THE PROCESS USING REVENUE:
The more information we have for our economic impact analysis, the stronger the results will be. If on top of employment and payroll, we also know spending either in total or by line item for other things that our hospital needs to function, we can enter them into IMPLAN using Analysis-by-Parts (ABP).
Band Aid is a proposed public hospital in Charlotte, NC. We are told that they will have $10M in revenue and $4M in Employee Compensation and we want to model their proposed economic impact on the local economy. Because the county will own the hospital, they will not be taxed in the same way as private hospitals.
STEP 1 – DIRECT EFFECTS
- No analysis required
- If not all the Direct factors are known, estimates of these factors can be made from the underlying Study Area Data using the information found on the Regions screen by clicking on the information button and then clicking on the Advanced Menu and selecting Customize Region
- Select Sector 482 - Hospitals
- Record the Output/Worker, TOPI/Worker, and OPI/Worker values in an Excel document
STEP 2 – INDIRECT AND INDUCED EFFECTS AS A RESULT OF INTERMEDIATE EXPENDITURES
- Choose an Industry Spending Pattern Event in the Impacts screen
- Select Sector 482 - Hospitals under Specification
- Enter $10,000,000 under the Value
- On the Advanced Menu, the default Value should be the total dollars spent on Intermediate Expenditures - this should be switched to Output as we know total proposed Revenue
- If we knew additional details about what Commodities Band Aid might or might not spend money on, we could edit the spending pattern on this screen as well - more information on how to do this can be found in the article ABP: Analysis-by-Parts Using an Industry Spending Pattern Event with Labor Income Event(s).
STEP 3 – INDUCED EFFECTS AS A RESULT OF LABOR INCOME
- Create a new Event for Labor Income
- Again, choose Sector 482 - Hospitals
- Enter the $4M Labor Income value that was given with the Employee Compensation Specification
Now that we have these three parts (one in Excel and two Events in IMPLAN), we can hit Run on our analysis.
The first thing we can see is that there is no Direct Effect given.
This reinforces the fact that the first thing we have to do is add back in our Direct Effect from the data we saved in Excel from Step 1.
We can copy the Indirect and Induced Effects from the Summary screen into our Excel document.
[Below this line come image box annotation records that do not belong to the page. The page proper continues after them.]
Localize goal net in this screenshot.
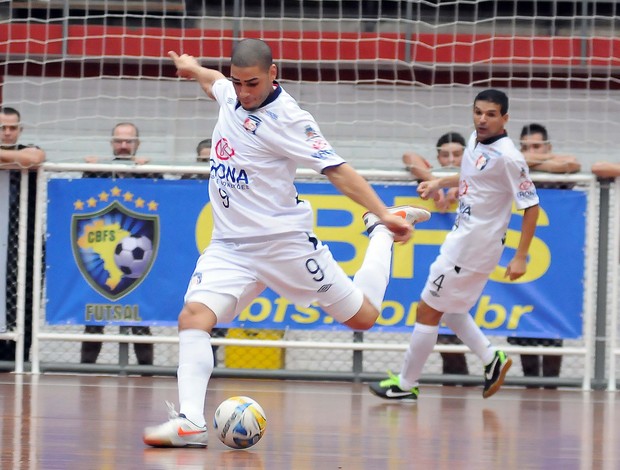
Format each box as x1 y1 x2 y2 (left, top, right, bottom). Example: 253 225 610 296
0 0 620 170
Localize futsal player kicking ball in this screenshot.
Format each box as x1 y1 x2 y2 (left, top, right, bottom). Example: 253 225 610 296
370 89 539 401
143 39 430 447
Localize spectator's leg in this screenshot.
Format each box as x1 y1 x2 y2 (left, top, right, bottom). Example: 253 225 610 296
80 325 103 364
521 354 540 388
131 326 154 366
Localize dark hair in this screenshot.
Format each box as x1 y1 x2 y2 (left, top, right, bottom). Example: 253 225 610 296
112 122 140 137
196 139 213 155
230 39 273 71
437 132 465 148
521 122 549 141
0 106 22 121
474 88 508 116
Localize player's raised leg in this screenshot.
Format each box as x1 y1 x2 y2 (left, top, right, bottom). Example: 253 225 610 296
344 206 431 330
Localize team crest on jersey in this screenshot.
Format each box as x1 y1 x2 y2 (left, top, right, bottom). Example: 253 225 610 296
304 126 321 140
476 153 489 171
243 114 263 134
215 137 235 160
71 191 160 300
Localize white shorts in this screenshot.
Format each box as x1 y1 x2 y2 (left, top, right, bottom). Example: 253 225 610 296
185 233 364 323
421 255 490 313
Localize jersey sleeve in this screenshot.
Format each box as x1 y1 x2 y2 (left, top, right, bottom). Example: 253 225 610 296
506 155 539 210
268 111 345 173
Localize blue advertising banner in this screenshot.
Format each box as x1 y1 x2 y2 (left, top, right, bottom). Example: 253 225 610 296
46 179 586 338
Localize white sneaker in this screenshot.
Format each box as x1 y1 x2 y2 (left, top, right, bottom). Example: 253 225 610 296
142 402 208 447
363 206 431 235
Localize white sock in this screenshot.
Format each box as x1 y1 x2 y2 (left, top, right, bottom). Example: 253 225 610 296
177 330 213 426
353 229 394 311
441 313 496 365
400 323 439 390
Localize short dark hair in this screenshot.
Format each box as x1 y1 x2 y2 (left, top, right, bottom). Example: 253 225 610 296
196 139 213 155
0 106 22 121
437 132 465 148
521 122 549 141
112 122 140 137
474 88 508 116
230 39 273 71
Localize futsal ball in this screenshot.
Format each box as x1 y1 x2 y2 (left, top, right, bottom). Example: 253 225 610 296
213 397 267 449
114 235 153 279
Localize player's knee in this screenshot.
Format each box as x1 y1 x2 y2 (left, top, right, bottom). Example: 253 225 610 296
416 300 443 325
179 302 217 333
344 301 379 331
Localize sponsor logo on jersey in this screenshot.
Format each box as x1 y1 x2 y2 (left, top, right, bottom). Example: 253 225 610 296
476 153 489 171
264 111 278 121
310 148 335 160
211 160 249 189
71 189 160 300
459 180 469 197
243 114 262 135
215 137 235 160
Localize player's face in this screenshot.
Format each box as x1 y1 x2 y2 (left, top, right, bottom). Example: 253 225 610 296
230 65 277 111
521 132 551 154
474 101 508 142
0 113 22 145
110 126 140 159
437 142 464 167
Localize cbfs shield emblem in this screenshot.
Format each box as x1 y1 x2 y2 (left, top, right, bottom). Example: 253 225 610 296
71 201 159 300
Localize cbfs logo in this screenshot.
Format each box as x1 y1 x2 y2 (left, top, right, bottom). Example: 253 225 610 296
71 187 160 300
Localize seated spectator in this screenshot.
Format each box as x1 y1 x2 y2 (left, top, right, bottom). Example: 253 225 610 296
520 123 581 173
402 132 469 375
80 122 154 365
402 132 465 212
508 123 581 388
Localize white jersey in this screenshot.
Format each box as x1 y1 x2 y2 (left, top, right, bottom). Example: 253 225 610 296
441 132 539 273
209 79 344 239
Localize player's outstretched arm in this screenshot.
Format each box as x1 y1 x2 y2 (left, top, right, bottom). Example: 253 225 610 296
168 51 226 99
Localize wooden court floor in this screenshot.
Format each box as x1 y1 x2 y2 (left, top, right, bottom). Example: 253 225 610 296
0 373 620 470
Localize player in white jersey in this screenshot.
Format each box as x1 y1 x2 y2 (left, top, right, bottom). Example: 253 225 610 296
370 89 539 401
143 39 430 447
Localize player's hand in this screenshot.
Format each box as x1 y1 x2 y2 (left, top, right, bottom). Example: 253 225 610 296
504 257 527 281
381 212 413 243
418 180 440 200
168 51 200 78
435 189 450 212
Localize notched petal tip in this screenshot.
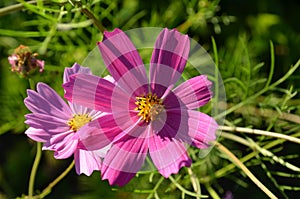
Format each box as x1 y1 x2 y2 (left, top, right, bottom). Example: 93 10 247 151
103 28 124 41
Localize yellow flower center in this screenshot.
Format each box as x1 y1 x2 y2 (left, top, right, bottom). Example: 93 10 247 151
67 114 92 132
135 93 164 122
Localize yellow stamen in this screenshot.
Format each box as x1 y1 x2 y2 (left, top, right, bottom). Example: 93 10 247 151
67 114 92 132
135 93 164 122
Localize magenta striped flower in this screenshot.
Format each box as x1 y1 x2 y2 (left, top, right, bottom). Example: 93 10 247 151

Using the data given to us from the county ($10M in Revenue (Output) and $4M in Labor Income) and the Output/Worker, TOPI/Worker, and OPI/Worker figures from the study model, we can enter in all of the missing data as shown here. The template below can be downloaded for easy use.
Since we used ABP, no Direct taxes were collected so no further adjustments are necessary.
For a detailed walk-through of conducting an ABP, a template is available for an analysis which will omit the taxes.
GOVERNMENT SUBSIDIES & GRANTS:
Public and nonprofit organizations that receive part or all of their funding through government subsidies like Medicare and Medicaid will have negative results in TOPI. Also, the Direct Labor Income will be larger than the direct Value Added because this money is considered to be a negative tax value (a negative component of Value Added). If they receive the entirety of their funding through subsidies, then their Value Added will be negative. If this subsidy or grant is large enough, Labor Income can also be larger than Output. In fact, if the government foots the bill for the entirety of the hospital, the direct Output will be zero (because of the large negative TOPI).